2/3 of the students from my Black Detroit seminar near the bust of Dr. Charles H. Wright at the Wright Museum

2/3 of the students from my Black Detroit seminar near the bust of Dr. Charles H. Wright at the Wright Museum

We visited the Detroit Public Library’s Burton Historical Collection, the Wright Museum’s Research Library, and the Walter P. Reuther Library. The archivists and staffs were great–they gave us tours of the sites and identified collections that might be useful. We read and discussed some of the scholarship on Black Detroit as well as contemporary representations of the city, in light of industrial decline and bankruptcy. Then, students took several weeks to conduct their research and present their findings. In response to a student’s request, I created a website for the class. Students’ websites are available here.

Students from Black Detroit seminar at the Burton Historical Collection in the Detroit Public Library

Students from Black Detroit seminar at the Burton Historical Collection in the Detroit Public Library.

I was most impressed with their work and look forward to fine-tuning the class projects when I tilt the course towards the 1967 Detroit Rebellion for the fall. The goal is to have students produce projects in time for any events commemorating the Rebellion’s 50th anniversary. The archivists know we’re coming and are very excited. I’m also working with a few colleagues on campus to increase student research on the rebellion.
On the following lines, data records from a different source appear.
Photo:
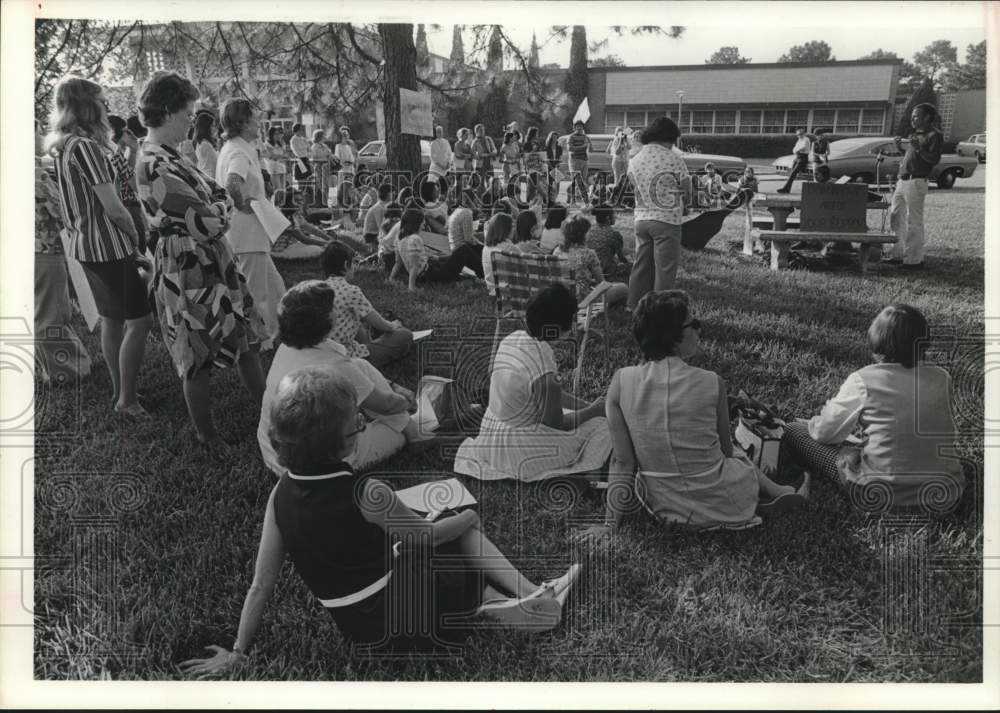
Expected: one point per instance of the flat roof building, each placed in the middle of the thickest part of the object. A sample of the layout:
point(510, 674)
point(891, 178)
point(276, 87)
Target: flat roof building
point(846, 98)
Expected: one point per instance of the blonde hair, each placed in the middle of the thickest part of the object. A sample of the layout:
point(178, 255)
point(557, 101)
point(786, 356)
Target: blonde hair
point(76, 112)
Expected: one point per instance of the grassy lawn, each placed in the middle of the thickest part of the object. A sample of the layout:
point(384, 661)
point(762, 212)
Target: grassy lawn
point(823, 595)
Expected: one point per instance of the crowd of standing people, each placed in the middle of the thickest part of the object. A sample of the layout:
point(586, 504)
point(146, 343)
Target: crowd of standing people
point(197, 260)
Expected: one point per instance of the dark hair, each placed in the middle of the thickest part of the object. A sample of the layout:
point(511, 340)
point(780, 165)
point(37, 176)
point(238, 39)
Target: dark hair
point(550, 311)
point(898, 335)
point(526, 220)
point(411, 221)
point(203, 128)
point(603, 213)
point(575, 231)
point(310, 410)
point(118, 127)
point(658, 323)
point(235, 115)
point(336, 258)
point(136, 127)
point(165, 93)
point(304, 317)
point(662, 128)
point(556, 216)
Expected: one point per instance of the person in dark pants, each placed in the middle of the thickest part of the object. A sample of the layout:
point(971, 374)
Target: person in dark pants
point(803, 145)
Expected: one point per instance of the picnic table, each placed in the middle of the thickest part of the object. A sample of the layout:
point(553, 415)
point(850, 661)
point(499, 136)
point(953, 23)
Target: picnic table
point(781, 206)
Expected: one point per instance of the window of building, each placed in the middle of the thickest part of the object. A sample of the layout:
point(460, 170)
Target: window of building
point(824, 119)
point(725, 122)
point(701, 122)
point(613, 119)
point(872, 121)
point(796, 119)
point(750, 122)
point(847, 121)
point(774, 122)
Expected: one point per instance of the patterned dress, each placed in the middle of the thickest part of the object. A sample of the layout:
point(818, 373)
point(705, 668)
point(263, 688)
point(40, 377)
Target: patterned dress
point(202, 301)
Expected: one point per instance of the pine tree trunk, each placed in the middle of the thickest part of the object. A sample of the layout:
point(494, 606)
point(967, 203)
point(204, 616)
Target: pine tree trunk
point(402, 150)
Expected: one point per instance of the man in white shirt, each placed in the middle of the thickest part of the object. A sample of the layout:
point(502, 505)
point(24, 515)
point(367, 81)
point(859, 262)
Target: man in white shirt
point(803, 146)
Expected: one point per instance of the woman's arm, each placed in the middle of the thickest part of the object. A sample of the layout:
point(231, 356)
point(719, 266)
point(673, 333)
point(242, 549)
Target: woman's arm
point(107, 193)
point(270, 555)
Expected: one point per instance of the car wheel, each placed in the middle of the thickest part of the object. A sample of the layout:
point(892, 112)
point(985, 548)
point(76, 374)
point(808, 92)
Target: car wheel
point(946, 180)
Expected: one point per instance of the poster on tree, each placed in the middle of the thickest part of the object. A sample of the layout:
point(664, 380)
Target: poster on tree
point(415, 113)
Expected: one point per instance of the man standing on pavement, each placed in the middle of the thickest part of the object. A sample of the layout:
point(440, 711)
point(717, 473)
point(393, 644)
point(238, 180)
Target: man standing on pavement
point(906, 215)
point(803, 145)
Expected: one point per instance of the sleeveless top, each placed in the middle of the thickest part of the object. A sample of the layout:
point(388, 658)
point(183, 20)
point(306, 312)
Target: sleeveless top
point(334, 549)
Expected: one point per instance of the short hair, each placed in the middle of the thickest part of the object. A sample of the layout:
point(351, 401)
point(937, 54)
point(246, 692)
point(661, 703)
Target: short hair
point(556, 216)
point(603, 213)
point(498, 229)
point(118, 127)
point(235, 115)
point(411, 221)
point(304, 314)
point(575, 231)
point(336, 258)
point(165, 93)
point(658, 323)
point(526, 221)
point(898, 335)
point(309, 412)
point(662, 128)
point(550, 311)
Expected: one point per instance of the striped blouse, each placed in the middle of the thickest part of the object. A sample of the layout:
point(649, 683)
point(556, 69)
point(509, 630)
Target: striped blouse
point(81, 164)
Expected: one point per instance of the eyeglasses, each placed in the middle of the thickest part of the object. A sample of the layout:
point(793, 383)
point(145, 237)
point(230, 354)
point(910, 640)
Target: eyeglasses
point(359, 424)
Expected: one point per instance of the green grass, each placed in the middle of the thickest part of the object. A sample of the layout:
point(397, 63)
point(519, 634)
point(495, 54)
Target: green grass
point(810, 597)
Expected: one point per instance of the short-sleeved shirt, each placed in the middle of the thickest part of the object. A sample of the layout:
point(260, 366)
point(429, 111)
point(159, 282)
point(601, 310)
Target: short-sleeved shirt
point(607, 243)
point(413, 253)
point(81, 165)
point(350, 307)
point(657, 174)
point(246, 234)
point(520, 361)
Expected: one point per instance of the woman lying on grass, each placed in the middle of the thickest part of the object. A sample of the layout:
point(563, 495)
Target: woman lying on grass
point(670, 427)
point(386, 575)
point(903, 407)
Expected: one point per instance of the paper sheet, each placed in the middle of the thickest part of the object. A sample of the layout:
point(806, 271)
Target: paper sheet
point(271, 219)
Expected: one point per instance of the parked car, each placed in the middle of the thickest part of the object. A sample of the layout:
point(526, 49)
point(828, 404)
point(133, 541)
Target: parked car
point(371, 157)
point(876, 160)
point(730, 167)
point(975, 145)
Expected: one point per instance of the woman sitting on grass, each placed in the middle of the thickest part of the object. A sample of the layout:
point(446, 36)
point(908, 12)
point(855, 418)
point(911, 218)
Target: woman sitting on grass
point(585, 262)
point(670, 425)
point(498, 234)
point(903, 409)
point(366, 557)
point(414, 257)
point(308, 314)
point(532, 428)
point(356, 318)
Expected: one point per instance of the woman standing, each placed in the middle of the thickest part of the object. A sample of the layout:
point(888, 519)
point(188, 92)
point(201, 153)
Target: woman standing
point(662, 189)
point(239, 171)
point(101, 233)
point(619, 148)
point(204, 143)
point(205, 310)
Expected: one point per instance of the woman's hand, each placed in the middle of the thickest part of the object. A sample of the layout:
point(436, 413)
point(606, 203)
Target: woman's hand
point(217, 665)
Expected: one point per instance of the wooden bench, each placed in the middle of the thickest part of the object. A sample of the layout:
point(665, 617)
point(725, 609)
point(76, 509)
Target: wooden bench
point(781, 240)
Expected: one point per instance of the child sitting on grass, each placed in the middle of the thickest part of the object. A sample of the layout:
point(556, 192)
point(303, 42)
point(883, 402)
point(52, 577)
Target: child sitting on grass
point(903, 409)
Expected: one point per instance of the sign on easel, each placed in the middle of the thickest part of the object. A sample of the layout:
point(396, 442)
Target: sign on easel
point(828, 207)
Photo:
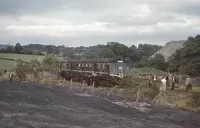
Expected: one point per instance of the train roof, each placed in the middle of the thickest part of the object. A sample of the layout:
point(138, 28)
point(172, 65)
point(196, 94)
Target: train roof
point(104, 60)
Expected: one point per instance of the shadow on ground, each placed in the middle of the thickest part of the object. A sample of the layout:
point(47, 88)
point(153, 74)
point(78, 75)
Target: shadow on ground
point(28, 105)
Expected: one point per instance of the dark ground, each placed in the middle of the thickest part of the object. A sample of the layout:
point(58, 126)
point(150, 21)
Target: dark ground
point(27, 106)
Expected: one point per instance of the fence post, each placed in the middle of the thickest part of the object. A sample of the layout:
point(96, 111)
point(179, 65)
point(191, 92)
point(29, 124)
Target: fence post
point(71, 83)
point(93, 83)
point(111, 90)
point(82, 87)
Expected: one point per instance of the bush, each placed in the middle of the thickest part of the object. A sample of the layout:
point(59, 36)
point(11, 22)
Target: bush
point(195, 99)
point(132, 83)
point(50, 62)
point(22, 69)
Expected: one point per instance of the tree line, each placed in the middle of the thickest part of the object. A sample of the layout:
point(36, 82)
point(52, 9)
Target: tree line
point(187, 59)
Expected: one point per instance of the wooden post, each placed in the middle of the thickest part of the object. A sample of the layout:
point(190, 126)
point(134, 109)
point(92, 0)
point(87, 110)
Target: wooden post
point(71, 83)
point(111, 90)
point(82, 87)
point(138, 94)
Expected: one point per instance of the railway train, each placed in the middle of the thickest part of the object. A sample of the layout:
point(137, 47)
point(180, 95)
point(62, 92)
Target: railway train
point(103, 72)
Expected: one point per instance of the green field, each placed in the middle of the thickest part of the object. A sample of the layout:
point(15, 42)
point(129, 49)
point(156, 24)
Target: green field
point(9, 65)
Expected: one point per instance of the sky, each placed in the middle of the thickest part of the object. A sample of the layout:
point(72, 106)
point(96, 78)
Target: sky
point(92, 22)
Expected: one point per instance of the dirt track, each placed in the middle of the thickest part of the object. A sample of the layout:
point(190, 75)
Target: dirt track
point(24, 106)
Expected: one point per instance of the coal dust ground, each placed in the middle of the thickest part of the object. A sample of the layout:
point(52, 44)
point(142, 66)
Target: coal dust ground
point(33, 106)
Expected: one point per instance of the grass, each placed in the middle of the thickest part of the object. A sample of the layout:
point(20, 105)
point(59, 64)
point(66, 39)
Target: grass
point(146, 70)
point(9, 65)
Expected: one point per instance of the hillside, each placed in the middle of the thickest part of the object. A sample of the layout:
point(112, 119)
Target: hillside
point(170, 48)
point(9, 65)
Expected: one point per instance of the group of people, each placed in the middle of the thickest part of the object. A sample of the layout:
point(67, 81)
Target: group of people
point(169, 81)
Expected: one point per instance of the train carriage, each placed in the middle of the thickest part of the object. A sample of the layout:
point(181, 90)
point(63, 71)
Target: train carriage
point(104, 72)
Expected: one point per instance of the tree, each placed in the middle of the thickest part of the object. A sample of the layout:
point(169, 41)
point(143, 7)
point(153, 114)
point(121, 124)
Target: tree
point(18, 48)
point(187, 59)
point(134, 54)
point(120, 50)
point(148, 49)
point(106, 53)
point(158, 62)
point(50, 62)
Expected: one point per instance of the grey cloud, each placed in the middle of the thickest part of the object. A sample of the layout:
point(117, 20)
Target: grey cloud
point(29, 6)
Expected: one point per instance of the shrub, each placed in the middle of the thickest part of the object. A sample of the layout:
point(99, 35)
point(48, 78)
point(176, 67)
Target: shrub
point(132, 83)
point(50, 62)
point(195, 99)
point(22, 69)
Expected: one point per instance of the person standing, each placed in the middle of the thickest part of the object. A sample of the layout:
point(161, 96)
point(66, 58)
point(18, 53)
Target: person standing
point(10, 77)
point(188, 84)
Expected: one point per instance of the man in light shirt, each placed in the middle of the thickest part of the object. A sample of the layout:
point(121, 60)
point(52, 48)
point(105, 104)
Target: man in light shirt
point(188, 84)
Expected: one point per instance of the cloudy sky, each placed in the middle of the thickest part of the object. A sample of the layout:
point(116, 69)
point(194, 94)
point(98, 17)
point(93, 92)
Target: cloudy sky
point(90, 22)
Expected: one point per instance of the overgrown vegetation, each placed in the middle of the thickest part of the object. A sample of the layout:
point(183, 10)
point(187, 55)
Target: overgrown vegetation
point(22, 69)
point(195, 99)
point(187, 59)
point(137, 85)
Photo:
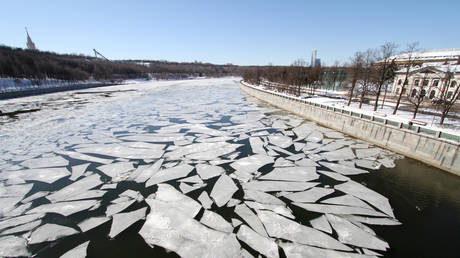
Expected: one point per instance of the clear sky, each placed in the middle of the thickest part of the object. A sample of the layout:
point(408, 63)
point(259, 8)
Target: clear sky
point(242, 32)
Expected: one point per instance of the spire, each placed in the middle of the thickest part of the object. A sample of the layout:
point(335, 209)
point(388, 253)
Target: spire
point(30, 43)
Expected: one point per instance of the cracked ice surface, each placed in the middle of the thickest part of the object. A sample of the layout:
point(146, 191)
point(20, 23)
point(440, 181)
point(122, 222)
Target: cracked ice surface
point(98, 160)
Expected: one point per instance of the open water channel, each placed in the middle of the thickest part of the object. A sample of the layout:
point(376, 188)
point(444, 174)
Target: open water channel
point(198, 169)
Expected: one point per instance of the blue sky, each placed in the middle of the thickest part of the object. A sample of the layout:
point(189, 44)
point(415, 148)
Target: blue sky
point(232, 31)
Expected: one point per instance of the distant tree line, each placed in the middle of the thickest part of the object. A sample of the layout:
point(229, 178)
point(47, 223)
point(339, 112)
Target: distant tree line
point(22, 63)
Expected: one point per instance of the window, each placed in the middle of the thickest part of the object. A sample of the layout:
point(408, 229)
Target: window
point(423, 93)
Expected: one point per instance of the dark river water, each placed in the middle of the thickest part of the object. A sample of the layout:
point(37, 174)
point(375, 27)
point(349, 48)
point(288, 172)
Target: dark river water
point(424, 199)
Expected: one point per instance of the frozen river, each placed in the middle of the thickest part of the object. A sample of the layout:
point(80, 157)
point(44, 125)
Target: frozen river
point(198, 169)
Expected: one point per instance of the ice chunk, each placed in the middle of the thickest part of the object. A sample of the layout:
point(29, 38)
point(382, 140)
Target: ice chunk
point(294, 250)
point(46, 175)
point(205, 200)
point(56, 161)
point(342, 169)
point(252, 163)
point(262, 197)
point(334, 175)
point(193, 179)
point(347, 200)
point(351, 234)
point(276, 186)
point(91, 223)
point(170, 195)
point(116, 170)
point(50, 232)
point(310, 195)
point(76, 188)
point(282, 162)
point(321, 223)
point(223, 190)
point(81, 156)
point(122, 221)
point(207, 171)
point(257, 145)
point(341, 154)
point(64, 208)
point(263, 245)
point(169, 174)
point(365, 153)
point(337, 209)
point(366, 194)
point(301, 174)
point(146, 173)
point(77, 171)
point(12, 246)
point(186, 188)
point(77, 252)
point(251, 218)
point(168, 227)
point(281, 227)
point(279, 209)
point(215, 221)
point(280, 141)
point(372, 221)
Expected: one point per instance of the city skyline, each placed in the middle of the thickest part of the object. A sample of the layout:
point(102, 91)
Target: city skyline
point(254, 33)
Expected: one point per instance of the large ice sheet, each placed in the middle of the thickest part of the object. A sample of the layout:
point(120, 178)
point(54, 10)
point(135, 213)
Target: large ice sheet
point(64, 208)
point(169, 174)
point(56, 161)
point(300, 174)
point(170, 195)
point(77, 252)
point(76, 188)
point(296, 251)
point(13, 246)
point(276, 186)
point(280, 227)
point(366, 194)
point(168, 227)
point(251, 218)
point(122, 221)
point(50, 232)
point(215, 221)
point(252, 163)
point(351, 234)
point(263, 245)
point(310, 195)
point(223, 190)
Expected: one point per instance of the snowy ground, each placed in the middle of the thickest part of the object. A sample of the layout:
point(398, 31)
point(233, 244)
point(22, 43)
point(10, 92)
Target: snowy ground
point(451, 126)
point(199, 166)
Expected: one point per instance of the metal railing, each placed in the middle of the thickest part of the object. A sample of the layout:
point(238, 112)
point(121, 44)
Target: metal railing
point(374, 118)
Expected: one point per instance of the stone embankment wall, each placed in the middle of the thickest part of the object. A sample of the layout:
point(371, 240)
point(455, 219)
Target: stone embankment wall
point(434, 151)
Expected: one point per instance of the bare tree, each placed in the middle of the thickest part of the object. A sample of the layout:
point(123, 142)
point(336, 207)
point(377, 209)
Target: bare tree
point(386, 63)
point(367, 74)
point(410, 49)
point(416, 97)
point(448, 96)
point(356, 68)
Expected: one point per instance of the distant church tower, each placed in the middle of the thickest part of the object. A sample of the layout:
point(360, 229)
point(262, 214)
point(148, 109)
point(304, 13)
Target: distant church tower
point(30, 43)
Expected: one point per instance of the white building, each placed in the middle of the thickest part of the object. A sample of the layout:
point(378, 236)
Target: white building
point(432, 72)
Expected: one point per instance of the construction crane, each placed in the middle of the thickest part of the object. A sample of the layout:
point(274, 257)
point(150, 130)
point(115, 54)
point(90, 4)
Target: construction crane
point(96, 53)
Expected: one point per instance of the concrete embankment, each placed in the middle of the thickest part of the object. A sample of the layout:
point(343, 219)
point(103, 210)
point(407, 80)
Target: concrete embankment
point(431, 150)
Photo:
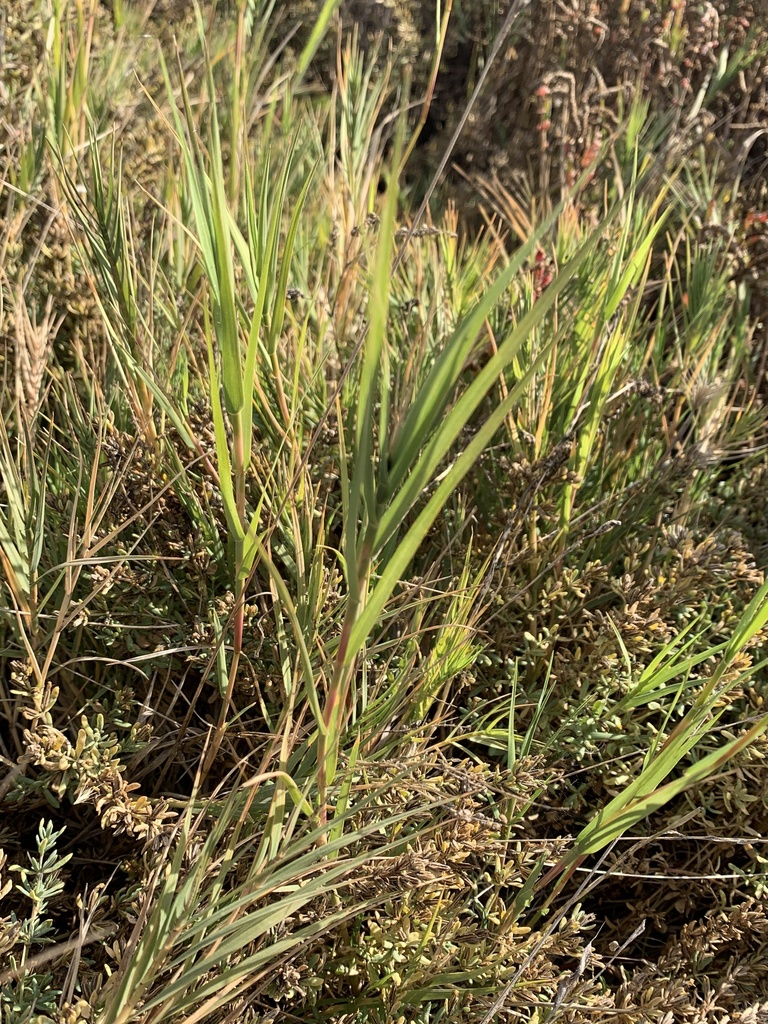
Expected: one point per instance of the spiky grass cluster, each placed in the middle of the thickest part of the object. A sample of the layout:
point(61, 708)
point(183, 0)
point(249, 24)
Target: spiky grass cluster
point(374, 598)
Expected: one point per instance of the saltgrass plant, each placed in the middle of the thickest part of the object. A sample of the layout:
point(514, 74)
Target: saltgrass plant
point(329, 538)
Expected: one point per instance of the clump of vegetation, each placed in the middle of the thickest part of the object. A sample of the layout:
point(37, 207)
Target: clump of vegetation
point(382, 597)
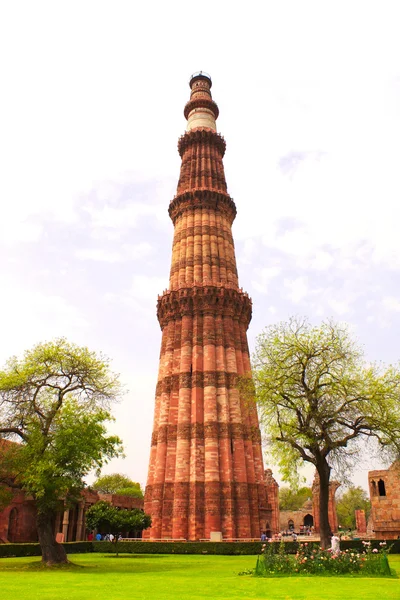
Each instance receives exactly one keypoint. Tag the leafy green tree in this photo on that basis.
(117, 483)
(105, 517)
(348, 502)
(290, 499)
(318, 398)
(55, 402)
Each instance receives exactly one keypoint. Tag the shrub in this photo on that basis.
(312, 560)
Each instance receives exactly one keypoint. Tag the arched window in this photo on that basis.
(13, 525)
(268, 529)
(308, 520)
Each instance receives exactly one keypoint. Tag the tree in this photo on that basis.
(104, 516)
(318, 398)
(353, 499)
(290, 499)
(55, 402)
(118, 484)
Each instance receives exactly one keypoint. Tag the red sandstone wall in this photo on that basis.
(385, 509)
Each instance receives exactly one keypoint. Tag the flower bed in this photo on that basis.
(311, 560)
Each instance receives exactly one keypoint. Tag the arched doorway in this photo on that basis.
(308, 521)
(13, 526)
(381, 487)
(268, 532)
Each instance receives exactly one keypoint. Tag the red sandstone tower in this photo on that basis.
(206, 468)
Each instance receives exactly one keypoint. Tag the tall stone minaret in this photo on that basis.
(206, 468)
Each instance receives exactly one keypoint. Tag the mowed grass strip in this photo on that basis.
(165, 577)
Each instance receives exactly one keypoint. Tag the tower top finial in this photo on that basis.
(201, 110)
(200, 75)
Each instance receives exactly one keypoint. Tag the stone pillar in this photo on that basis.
(80, 530)
(65, 525)
(57, 522)
(206, 471)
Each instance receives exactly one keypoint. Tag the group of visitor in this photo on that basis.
(108, 537)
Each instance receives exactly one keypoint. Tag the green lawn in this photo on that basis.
(165, 577)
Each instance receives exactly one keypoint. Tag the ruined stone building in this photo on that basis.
(206, 471)
(384, 491)
(18, 519)
(308, 515)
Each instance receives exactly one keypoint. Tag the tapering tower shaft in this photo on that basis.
(206, 467)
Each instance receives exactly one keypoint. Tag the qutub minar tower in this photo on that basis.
(206, 471)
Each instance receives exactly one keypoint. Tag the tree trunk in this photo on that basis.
(53, 553)
(324, 472)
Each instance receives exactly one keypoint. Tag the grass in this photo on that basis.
(167, 577)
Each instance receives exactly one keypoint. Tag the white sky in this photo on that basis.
(91, 109)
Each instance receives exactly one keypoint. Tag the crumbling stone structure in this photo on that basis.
(297, 520)
(384, 490)
(206, 473)
(18, 520)
(361, 522)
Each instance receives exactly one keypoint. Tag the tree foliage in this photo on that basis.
(348, 502)
(55, 402)
(117, 483)
(318, 397)
(290, 499)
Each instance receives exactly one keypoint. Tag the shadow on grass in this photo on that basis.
(106, 563)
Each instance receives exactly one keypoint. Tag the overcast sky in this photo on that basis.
(91, 109)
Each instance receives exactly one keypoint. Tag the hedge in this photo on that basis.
(34, 549)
Getting Back to My Research

As I look back on the year, I’m deeply appreciative of the many opportunities I’ve had to share my research and connect with so many impressive folks who are doing the darned thing in terms of research and social justice. All I want to do now is finish my book. Really. That’s it. And submit 1-2 articles. Oh and write a few more blog posts and work for general audiences. And play. I definitely need to make more time to play in 2016 and rest.

Me on one of the rare days I spent outside, taking a break from work on the Charleston book.

Me on one of the rare days I spent outside this summer, taking a break from work on the Charleston book.

Making Time to Play

My many “Yeses” ate into this year’s play time. I managed to fit in a few performances and concerts (the Detroit Symphony’s Classical Roots, Take 6, Derrick May & the DSO, and The Roots, yall. The Roots! I also cast aside several work days to see Diego Rivera and Frida Khalo and 30 Americans at the DIA.

Gary Simmons's "Duck, Duck, Noose" (1992) at 30 Americans

Gary Simmons’s “Duck, Duck, Noose” (1992) at 30 Americans.

I made time to stop and appreciate art projects around the city.

Solomon Irein Wangboje's "Mother and Child" which was on campus as part of the DIA's 2015 Inside|Out Program

Solomon Irein Wangboje’s “Mother and Child” which was on campus as part of the DIA’s 2015 Inside|Out Program.

The Soul Sisters, my sista-scholar group, continued to give me life.

Me and a few of the Soul Sisters at Punch Bowl Soul in February.

Me and a third of the Soul Sisters at Punch Bowl Soul in February. We just keep growing.

The lawyers haven’t booted me out of the book club yet but they would be justified. My schedule was just crazy! I did read though, just not with them. I completed my 2015 Goodreads Reading Challenge of 70 books. Less than half of the list was fiction, which I’m hoping to address in the year ahead.

In all, it was a busy and productive year. I’ve neglected some things, like going to my intellectual home of the University of Michigan to participate in their MLK Symposium in January. The standing-room only event, in which LaKisha Simmons, Andrew Highsmith and I connected our research to contemporary campaigns for racial justice and Black Lives Matter, persuaded the department to relaunch what had been a defunct King holiday program.

It’s hard to imagine that a decade ago, I was just completing my PhD and ending my first quarter in Eugene while teaching at the University of Oregon. Time really does fly.